The “No Work Employees” and “Reduced Work Employees” are covered by the cost-cutting measures. Their respective salaries can be equitably or proportionately reduced. In fact, in the case of the “No Work Employees”, the company may legally withhold the payment of their entire salaries following the “no work, no pay” principle.
However, the “Normal Work Employees” should not be part of the cost-cutting measures. They should be paid their regular salaries because they continue to render normal or regular hours of work – “a fair day’s wage for a fair day’s labor”. Otherwise, the prohibition against diminution of benefits and/or non-payment of wages under the Labor Code will be violated. The exception to this rule is when the “Normal Work Employees” agreed to the reduction of their salaries in order to assist the company in hurdling the slump in its business operations.
For the reduction of the salaries of the “No Work Employees” and “Reduced Work Employees” to take effect, it is a good practice, if feasible, to secure their written consent.
However, their consent is not mandatory. In other words, the company can immediately implement the cost-cutting measure without getting the approval of these employees. As mentioned earlier, our client can even refuse the payment of the salaries of the “No Work Employees” on the basis of the “no work, no pay” principle.
It is different, however, in the case of the “Normal Work Employees” as they are entitled to receive their regular salaries under the law. If they agree to the reduction of their salaries to help the company survive this crisis, their written consent must be secured. This is because they are waiving their rights; hence, such waiver must be clear, unequivocal, and voluntary to be effective.
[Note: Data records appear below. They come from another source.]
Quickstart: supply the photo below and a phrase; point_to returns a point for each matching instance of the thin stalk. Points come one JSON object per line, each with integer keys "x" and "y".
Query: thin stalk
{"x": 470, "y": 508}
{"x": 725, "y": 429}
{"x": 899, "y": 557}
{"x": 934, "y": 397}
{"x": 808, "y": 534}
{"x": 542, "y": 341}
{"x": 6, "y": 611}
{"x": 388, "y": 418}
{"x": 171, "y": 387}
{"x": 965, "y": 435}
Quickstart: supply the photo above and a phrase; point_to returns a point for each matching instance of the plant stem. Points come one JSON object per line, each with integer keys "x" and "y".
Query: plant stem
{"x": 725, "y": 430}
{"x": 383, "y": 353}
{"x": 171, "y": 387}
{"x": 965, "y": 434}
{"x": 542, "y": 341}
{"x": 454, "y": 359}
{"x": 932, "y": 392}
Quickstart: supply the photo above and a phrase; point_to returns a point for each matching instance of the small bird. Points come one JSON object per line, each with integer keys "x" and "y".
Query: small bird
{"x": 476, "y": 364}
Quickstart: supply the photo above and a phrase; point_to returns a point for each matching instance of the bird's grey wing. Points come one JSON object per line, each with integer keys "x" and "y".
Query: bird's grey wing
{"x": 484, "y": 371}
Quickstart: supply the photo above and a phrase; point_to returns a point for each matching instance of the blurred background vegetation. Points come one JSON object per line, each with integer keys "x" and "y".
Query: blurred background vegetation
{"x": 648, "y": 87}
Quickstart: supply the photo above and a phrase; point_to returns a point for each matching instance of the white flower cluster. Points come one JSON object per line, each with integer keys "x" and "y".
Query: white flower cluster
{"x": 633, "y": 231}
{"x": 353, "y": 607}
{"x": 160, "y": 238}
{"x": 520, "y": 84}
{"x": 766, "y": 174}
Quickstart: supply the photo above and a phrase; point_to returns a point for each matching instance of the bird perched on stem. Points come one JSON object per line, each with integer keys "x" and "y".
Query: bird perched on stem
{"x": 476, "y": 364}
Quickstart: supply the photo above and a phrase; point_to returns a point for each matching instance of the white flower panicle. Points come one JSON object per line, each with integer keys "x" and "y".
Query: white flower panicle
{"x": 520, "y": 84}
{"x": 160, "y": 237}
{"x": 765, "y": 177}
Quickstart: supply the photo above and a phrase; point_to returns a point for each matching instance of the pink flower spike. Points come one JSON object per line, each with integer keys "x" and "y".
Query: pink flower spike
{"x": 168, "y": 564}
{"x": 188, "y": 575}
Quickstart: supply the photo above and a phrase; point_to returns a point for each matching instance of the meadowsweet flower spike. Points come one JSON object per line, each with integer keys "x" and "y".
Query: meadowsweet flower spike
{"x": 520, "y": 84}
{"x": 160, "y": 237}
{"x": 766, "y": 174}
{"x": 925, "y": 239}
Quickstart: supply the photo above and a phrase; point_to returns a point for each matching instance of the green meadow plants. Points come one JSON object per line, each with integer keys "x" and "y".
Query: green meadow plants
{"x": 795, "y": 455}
To summarize, the salaries of the “No Work Employees” and “Reduced Work Employees” can be reduced, or even withheld in the case of “No Work Employees”, but not with “Normal Work Employees” unless they give their consent. It is a good practice to secure the approval of the “No Work Employees” and “Reduced Work Employees” before lowering their salaries. However, this is not required by law, meaning, the company can proceed with the implementation of the cost-cutting measure without their consent. With respect to “Normal Work Employees”, their consent is needed before their salaries can be reduced.